I am trying to use Probabilistic PCA for dimensional reduction. I follow the code in tutorial, and try to make a modification to output the result.
N = 5000 # number of data points
D = 2 # data dimensionality
K = 1 # latent dimensionality
x_train = build_toy_dataset(N, D, K)
w = Normal(loc=tf.zeros([D, K]), scale=2.0 * tf.ones([D, K]))
z = Normal(loc=tf.zeros([N, K]), scale=tf.ones([N, K]))
x = Normal(loc=tf.matmul(w, z, transpose_b=True), scale=tf.ones([D, N]))

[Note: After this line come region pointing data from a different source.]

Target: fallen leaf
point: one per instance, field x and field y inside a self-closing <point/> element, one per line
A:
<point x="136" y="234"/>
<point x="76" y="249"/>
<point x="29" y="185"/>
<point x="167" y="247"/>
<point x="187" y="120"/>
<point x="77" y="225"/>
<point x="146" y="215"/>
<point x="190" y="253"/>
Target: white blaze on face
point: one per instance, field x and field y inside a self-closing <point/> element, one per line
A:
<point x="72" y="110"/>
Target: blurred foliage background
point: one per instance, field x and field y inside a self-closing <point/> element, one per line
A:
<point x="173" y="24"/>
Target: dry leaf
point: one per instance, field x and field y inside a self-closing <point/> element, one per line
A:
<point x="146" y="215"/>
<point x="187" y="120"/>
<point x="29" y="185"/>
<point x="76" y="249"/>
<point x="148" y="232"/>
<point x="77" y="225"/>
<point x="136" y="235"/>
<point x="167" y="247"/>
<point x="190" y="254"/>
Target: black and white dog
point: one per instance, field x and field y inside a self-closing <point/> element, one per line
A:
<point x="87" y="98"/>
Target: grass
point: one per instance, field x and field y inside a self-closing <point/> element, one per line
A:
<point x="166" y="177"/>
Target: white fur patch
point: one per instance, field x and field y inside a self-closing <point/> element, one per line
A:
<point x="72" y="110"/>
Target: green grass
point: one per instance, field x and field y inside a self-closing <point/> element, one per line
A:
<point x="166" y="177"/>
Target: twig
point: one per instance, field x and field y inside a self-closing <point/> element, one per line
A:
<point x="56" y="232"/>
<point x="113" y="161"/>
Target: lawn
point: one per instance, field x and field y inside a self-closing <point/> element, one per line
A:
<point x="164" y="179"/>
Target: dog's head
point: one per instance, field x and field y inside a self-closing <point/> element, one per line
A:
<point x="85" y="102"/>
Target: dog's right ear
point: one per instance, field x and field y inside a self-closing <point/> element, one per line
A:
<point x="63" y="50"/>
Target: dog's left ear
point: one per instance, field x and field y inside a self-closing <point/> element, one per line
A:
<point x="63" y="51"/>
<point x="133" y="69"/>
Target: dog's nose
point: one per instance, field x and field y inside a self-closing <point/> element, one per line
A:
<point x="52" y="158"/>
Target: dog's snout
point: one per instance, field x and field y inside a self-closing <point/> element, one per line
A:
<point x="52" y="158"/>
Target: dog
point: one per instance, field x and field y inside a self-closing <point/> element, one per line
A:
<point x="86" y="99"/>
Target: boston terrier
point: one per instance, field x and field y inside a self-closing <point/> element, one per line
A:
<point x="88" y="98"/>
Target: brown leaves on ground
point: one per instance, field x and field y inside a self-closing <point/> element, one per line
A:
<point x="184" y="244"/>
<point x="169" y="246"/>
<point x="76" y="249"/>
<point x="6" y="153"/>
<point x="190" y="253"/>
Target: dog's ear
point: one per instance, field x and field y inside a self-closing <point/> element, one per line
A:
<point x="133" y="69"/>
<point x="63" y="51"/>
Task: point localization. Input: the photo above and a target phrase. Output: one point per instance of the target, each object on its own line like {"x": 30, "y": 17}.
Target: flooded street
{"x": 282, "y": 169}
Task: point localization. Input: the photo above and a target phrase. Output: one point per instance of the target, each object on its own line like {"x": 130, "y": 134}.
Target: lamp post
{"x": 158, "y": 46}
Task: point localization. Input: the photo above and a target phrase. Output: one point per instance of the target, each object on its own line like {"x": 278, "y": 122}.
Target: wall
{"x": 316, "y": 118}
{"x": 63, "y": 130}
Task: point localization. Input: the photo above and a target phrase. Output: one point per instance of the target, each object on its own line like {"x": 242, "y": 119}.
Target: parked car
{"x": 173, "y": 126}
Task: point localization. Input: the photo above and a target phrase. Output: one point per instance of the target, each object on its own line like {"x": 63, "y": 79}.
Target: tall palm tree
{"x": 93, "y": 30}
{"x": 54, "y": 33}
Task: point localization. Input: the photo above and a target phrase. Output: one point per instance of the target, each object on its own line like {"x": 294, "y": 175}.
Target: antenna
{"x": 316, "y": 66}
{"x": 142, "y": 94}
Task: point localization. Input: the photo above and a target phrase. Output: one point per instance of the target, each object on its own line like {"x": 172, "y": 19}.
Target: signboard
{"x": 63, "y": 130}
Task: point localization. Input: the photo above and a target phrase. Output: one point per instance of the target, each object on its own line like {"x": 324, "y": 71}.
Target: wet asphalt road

x_as_in=tf.placeholder(tf.float32, [1, D]) ###I want to calculate case one by one and the features are given in ##########column, x_as_in is the input
z_as_out=Normal(loc=tf.matmul(w, x_as_in, transpose_a=True,transpose_b=True), scale=tf.ones([K, 1]))## z_as_out should be the result after dimension reduction
qw = Normal(loc=tf.Variable(tf.random_normal([D, K])),
scale=tf.nn.softplus(tf.Variable(tf.random_normal([D, K]))))
qz = Normal(loc=tf.Variable(tf.random_normal([N, K])),
scale=tf.nn.softplus(tf.Variable(tf.random_normal([N, K]))))
inference = ed.KLqp({w: qw, z: qz}, data={x: x_train})
inference.run(n_iter=500, n_print=100, n_samples=10)
sess = ed.get_session()
AA=np.array([[1,2]]) ## I take a simple case here
z_post=ed.copy(z_as_out, {w: qw})
z_gen=sess.run(z_post, feed_dict={x_as_in: AA})
After I run the above code, z_gen is a scalar with some mean but 0 std. I expect that z_gen should be a distriibution. I also cannot find a sample() mehtod of z_gen. Is there anything wrong in my code?